Héctor Aguilar Camín


Día con día

I. LA DEMASIADA QUEJA

La lectura de los diarios mexicanos me hace recordar la anécdota del gran


escritor que en medio de una animada sobremesa de fusilamientos literarios
se atrevió a decir: “No entiendo cómo gente a la que le va tan bien, habla
tan mal de otros”.

Es probable que nunca en la historia de México les haya ido tan bien a los
medios como ahora. Es posible que nunca hayan, tampoco, difundido una
idea tan quejumbrosa del país.

Los mexicanos suelen sacar calificaciones altas en las encuestas obtusas


que miden la felicidad de las naciones. La población general de México, lo
que algunos llaman “el círculo verde”, es una de las más felices del planeta.

Todo lo contrario sucede en el llamado “círculo rojo”, el círculo de la prensa,


la opinión publicada y la opinión declarada. En el círculo rojo, México debe
tener una de las más altas calificaciones de infelicidad del mundo.

Si hubiera que definir los rasgos comunes al círculo rojo de todas las
tendencias, serían la inconformidad, la crítica y la queja. Y cada vez más,
sólo la queja.

La queja pública que es un extremo vicioso de la crítica, un barro


adolescente del ejercicio de la libertad de expresión.

He aquí una tendencia que empieza a ser hartante: la crítica que se


convierte en queja y la queja que se olvida de la crítica. La queja pública de
que hablo es la crítica vuelta facilismo, la molestia vuelta desahogo.

El espectáculo es redondo. Los políticos se quejan de sus propias decisiones


(por ejemplo, en materia fiscal). Los ciudadanos se quejan de los políticos
que eligieron. Los gobiernos se quejan de sus medios, de sus empresarios o
de sus ciudadanos.
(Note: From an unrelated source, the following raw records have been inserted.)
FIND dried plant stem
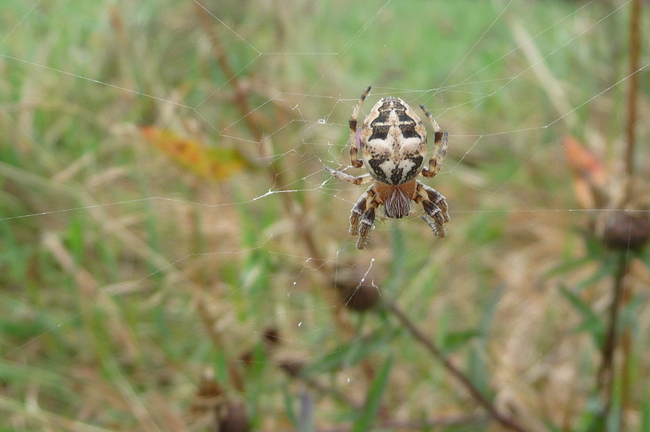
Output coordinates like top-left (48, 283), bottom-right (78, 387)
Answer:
top-left (598, 252), bottom-right (628, 424)
top-left (625, 0), bottom-right (641, 177)
top-left (384, 302), bottom-right (527, 432)
top-left (194, 1), bottom-right (328, 272)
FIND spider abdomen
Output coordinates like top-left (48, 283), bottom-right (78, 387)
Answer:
top-left (376, 180), bottom-right (415, 219)
top-left (359, 97), bottom-right (427, 186)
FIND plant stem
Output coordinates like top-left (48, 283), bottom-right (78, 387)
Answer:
top-left (384, 302), bottom-right (527, 432)
top-left (625, 0), bottom-right (641, 177)
top-left (598, 252), bottom-right (628, 424)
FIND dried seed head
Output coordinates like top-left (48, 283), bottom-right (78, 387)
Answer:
top-left (217, 401), bottom-right (250, 432)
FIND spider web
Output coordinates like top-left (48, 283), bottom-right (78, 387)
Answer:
top-left (0, 0), bottom-right (650, 430)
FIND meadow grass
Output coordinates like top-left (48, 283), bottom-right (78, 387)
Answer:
top-left (0, 0), bottom-right (650, 431)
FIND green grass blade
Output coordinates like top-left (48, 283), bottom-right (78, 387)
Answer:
top-left (352, 356), bottom-right (393, 432)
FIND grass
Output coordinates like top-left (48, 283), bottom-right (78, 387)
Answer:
top-left (0, 0), bottom-right (650, 431)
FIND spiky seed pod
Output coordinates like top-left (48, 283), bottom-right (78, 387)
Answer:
top-left (600, 212), bottom-right (650, 250)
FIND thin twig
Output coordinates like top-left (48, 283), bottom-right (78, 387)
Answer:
top-left (384, 302), bottom-right (527, 432)
top-left (598, 252), bottom-right (628, 417)
top-left (194, 1), bottom-right (329, 277)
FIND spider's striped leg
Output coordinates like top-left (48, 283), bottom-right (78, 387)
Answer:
top-left (350, 185), bottom-right (380, 249)
top-left (325, 166), bottom-right (372, 185)
top-left (413, 182), bottom-right (449, 238)
top-left (349, 86), bottom-right (371, 168)
top-left (420, 105), bottom-right (448, 177)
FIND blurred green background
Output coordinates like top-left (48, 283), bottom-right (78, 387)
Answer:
top-left (0, 0), bottom-right (650, 432)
Los medios, los empresarios y los ciudadanos se quejan
de sus gobiernos.

La queja pública ubicua se derrama por igual sobre la baja calidad de los
políticos, la mala conducción del gobierno, la ineficacia radical del Estado,
las limitaciones del Presidente y de su gabinete, la impunidad de los
gobiernos locales y de los poderes fácticos.
En suma: una queja universal sobre la clase dirigente hecha por quienes
hablan en nombre de una ciudadanía a la vez enojada, harta, inerme y
desvalida frente a quienes la dirigen.

Una ciudadanía a la que no le queda más remedio, y acaso no tiene otro


desquite, que descalificar, insultar, quejarse.
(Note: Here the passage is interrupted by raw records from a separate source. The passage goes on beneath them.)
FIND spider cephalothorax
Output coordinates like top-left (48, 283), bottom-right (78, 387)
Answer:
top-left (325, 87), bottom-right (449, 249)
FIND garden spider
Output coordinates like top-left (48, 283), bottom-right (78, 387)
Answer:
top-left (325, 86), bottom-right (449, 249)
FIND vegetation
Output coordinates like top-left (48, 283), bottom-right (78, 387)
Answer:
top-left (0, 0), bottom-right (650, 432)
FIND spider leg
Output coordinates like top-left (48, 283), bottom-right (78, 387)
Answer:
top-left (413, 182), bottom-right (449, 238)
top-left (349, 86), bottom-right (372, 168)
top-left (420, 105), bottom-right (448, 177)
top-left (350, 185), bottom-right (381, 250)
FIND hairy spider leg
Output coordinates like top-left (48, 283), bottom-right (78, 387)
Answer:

No es que falten razones para quejarse, sino que la demasiada queja acaba
vacunando contra ella misma, volviendo rutinario y caricatural lo que
debiera ser alarmante y útil.

II. VARIEDADES

No falta ninguna forma de queja en nuestra vida pública, abundan de hecho


todas sus variedades al punto de que ocupan por momentos todo el
escenario. El objeto de la queja, en cambio, es recurrente: los políticos y las
autoridades.

Empecemos por decir que hay la queja que alivia y también la queja justa,
la queja legítima de las víctimas, la queja de solidaridad y la queja oportuna,
que evita un mal mayor.

Hay también la queja lúcida, la queja informada, la queja propositiva, la


queja que reconoce la dificultad del mal que explora y se mantiene decidida
a cambiarlo, proponiendo soluciones.

Pero dominan el panorama las queja airadas, coléricas, descalificatorias o


apocalípticas, que se satisfacen en su exhalación, y las quejas indolentes o
resignadas, que se consuelan con la esperanza de ser oídas.
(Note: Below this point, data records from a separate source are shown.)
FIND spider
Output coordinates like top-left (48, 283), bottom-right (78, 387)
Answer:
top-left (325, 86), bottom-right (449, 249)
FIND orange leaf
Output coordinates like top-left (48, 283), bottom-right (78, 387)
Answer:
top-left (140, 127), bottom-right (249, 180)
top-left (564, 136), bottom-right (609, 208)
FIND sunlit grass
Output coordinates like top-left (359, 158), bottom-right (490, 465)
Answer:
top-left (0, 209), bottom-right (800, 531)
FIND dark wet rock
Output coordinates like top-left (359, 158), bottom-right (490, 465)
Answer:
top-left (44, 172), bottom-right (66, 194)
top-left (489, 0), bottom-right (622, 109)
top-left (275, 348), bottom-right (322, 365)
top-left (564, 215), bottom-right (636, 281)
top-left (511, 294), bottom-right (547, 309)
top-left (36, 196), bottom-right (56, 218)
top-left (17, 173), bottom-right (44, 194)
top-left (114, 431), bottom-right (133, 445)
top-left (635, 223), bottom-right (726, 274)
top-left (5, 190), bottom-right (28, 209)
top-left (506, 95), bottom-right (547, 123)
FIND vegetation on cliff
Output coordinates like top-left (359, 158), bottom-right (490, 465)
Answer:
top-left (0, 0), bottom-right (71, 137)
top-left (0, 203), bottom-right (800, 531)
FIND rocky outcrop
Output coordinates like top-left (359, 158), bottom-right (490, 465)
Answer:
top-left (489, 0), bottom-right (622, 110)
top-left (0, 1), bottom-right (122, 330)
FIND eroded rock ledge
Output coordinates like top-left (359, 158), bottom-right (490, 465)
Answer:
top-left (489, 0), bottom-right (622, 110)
Hay la queja del fracaso merecido, digna de psiquiatras y novelistas, y la del


fracaso inmerecido, digna de solidaridad.

Hay la queja histórica: “nada hemos logrado”, y la queja futurista: “nada


podemos esperar”.

Hay la queja social, cuya especialidad es la pobreza, y la queja moral, cuya


especialidad es la corrupción.

Hay la queja del quejoso profesional y la que limpia las buenas conciencias.
Hay la queja sectorial, que padece anteojeras, y la ideológica, que se queja
de la ideología de los otros.

Hay la queja que paraliza y la queja que conmueve, y la queja que se


cumple en el puro placer de quejarse.
Hay la queja cínica de los diletantes y hay la queja oportunista de los
hipócritas.

Hay también la queja por reflejo, que se emite por contagio de la queja
ambiental, prima hermana de la queja por moda, que se sube al ómnibus de
la queja en turno.

Hay la queja idiota que no sabe bien a bien por qué se queja y hay la queja
por prestigio, que se emprende con el ánimo de gritar: “Yo también soy
crítico: me quejo”.

Y hay la peor de todas las quejas: la queja resentida y victimista, la queja


que culpa a otros de las propias faltas, y al país de las propias limitaciones

Los antídotos para la queja pública son el humor y las propuestas: las quejas
con sonrisas y con soluciones adjuntas.

Tenemos un ágora sin humor o que especializa su humor en caricaturistas y


columnas de humoristas profesionales, con frecuencia espacios de mal
humor.

Tenemos también un ágora sin propuestas, que se complace en la denuncia


de sus defectos sin esforzarse en el diseño de sus correcciones.

III. QUEJA Y CIUDADANÍA

Hay países que se quejan y otros que no. Si yo pudiera decidir sobre los
índices mundiales del llamado riesgo país, que es el índice de confiabilidad
financiera de las naciones, incluiría en ellos el concepto queja país, es decir,
la medición de cuánto se quejan los países.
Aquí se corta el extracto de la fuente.